Siyaset bilimci Jochen Hippler, ABD yaptırımlarında bir değişiklik yapmadığı sürece, İran yönetiminin de bugüne kadarki duruşunu sürdüreceği kanısında: "Bu durumda İran'ın Irak ve Suriye'deki önemli ağırlığını azaltma yoluna gitmesi çok düşük bir olasılık olur. Aksine, bunu pekiştirmeye çalışacaktır. Ancak daha yayılmasına da çalışmayacaktır.”
Tahran Üniversitesi'nden siyaset bilimci İmad Abşinas ise, İran'ın daha saldırgan bir çizgi izleme olasılığının da bulunduğunu söylüyor. İran'ın, Suudi petrolünün Hürmüz Boğazı üzerinden ihracatını engelleyebileceğini, Husiler'e daha fazla destek vererek Suudi Arabistan üzerinden baskıyı artırabileceğini belirten Abşinas, Tahran'ın Lübnan'daki Hizbullah ile Filistin'deki Hamas'a daha fazla destek olmasının da olasılıklar arasında yer aldığını kaydediyor.

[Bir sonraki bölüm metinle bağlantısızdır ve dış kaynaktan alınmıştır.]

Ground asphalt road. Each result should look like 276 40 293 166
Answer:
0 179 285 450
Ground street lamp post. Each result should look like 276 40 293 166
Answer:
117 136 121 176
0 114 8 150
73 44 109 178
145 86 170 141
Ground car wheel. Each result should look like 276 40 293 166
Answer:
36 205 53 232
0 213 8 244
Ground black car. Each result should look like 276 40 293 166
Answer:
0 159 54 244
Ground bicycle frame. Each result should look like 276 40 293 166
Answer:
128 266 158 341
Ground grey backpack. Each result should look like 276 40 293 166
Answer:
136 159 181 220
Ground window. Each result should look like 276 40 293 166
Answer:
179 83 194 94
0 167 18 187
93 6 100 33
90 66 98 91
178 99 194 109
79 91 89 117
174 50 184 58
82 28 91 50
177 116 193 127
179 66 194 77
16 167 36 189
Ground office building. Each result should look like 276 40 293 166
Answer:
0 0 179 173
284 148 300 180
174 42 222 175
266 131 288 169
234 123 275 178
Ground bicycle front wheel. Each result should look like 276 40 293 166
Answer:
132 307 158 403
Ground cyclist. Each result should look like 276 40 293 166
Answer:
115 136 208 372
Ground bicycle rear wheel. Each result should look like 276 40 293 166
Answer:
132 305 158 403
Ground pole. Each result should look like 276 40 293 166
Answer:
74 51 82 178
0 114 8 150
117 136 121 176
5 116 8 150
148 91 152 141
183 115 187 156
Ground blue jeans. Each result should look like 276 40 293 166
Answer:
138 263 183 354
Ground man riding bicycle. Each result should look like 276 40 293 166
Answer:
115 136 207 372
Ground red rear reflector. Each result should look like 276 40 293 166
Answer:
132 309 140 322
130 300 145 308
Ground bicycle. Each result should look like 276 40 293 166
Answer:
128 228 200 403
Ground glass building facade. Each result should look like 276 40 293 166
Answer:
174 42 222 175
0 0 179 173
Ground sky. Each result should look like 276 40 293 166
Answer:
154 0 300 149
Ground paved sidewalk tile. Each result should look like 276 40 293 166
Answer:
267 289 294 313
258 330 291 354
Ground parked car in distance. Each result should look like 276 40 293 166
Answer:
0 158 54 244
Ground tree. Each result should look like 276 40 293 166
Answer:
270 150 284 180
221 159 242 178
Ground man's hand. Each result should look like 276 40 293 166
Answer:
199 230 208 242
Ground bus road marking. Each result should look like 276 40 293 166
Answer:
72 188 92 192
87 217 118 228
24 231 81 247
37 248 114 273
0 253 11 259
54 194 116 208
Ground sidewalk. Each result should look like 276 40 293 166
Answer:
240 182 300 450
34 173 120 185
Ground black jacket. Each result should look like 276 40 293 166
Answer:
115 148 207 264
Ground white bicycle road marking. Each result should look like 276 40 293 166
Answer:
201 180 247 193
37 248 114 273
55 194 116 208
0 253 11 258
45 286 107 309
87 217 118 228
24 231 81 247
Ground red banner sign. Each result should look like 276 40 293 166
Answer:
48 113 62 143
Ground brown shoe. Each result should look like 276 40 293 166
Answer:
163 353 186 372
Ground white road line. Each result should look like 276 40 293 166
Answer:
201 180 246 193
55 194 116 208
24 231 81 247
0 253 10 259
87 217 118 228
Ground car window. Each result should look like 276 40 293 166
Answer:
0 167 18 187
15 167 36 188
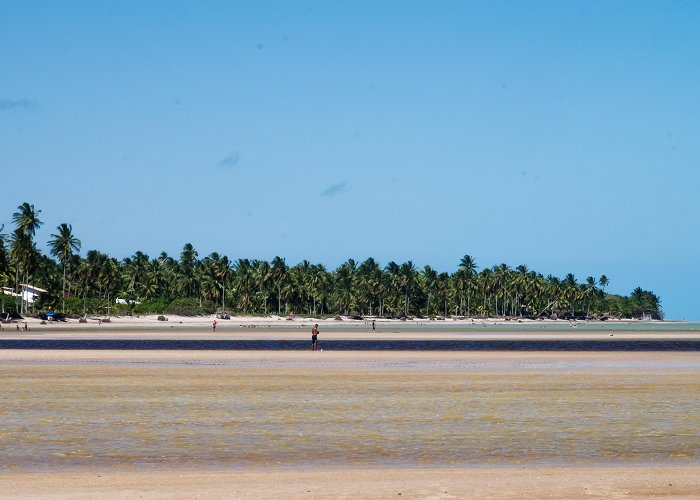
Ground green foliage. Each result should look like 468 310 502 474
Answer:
165 297 215 316
0 203 663 318
134 299 168 314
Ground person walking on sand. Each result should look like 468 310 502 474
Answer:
311 324 318 351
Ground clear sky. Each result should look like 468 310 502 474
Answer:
0 0 700 320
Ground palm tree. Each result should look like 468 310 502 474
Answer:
270 257 289 314
423 266 438 316
459 255 479 316
49 222 80 312
234 259 253 314
12 201 43 312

Suudi Arabistan'ın sıkıntıları
Suudi Arabistan Krallığı için, İran'ın bu tür saldırgan bir çizgi izlemesi gayet olumsuz bir durum teşkil edebilir. Muhalif Suudi gazeteci Cemal Kaşıkçı'nın İstanbul'daki Suudi Arabistan Başkonsolosluğu'nda öldürülmesi, ülkenin hem içişlerinde hem de dışişlerinde ciddi sarsıntıya yol açtı. Riyad rejiminin kendi halkına karşı, rakip İran'ı daha da yoğun bir şekilde gündemde tutabileceğini belirten siyaset bilimci Jochen Hippler, Suudi hükümetinin dış ilişkilerde de İsrail, ABD ve Birleşik Arap Emirlikleri ile gayriresmi ittifakı daha da güçlendirmeye gidebileceğini kaydediyor.
Krallığın şu anda gayet bariz bir şekilde baskı altında olduğunu söyleyen siyaset bilimci, ABD hükümetinin ilk kez açık bir şekilde Yemen'de barışçı bir çözüm talebinde bulunduğunu hatırlatıyor ve "Bunun gerçekleşip gerçekleşmeyeceği şüpheli ancak bu adım en azından ABD'nin bugüne kadar Suudi Arabistan ile arasındaki kayıtsız şartsız ilişkinin aksine, Kaşıkçı cinayeti vesile alınarak, Suudi hükümetinin Yemen'deki saldırgan tavrını yumuşatmak istemeyi düşündüğüne bir işaret” diye konuşuyor.
Ortadoğu birçok farklı gerilimi içinde barındırıyor. ABD'nin İran'a yönelik yaptırımları bu gerilimleri daha da artıracağa benziyor. Yaptırımların siyasi sonuçları sadece İran'da değil, muhtemelen tüm bölgede kendini gösterecek.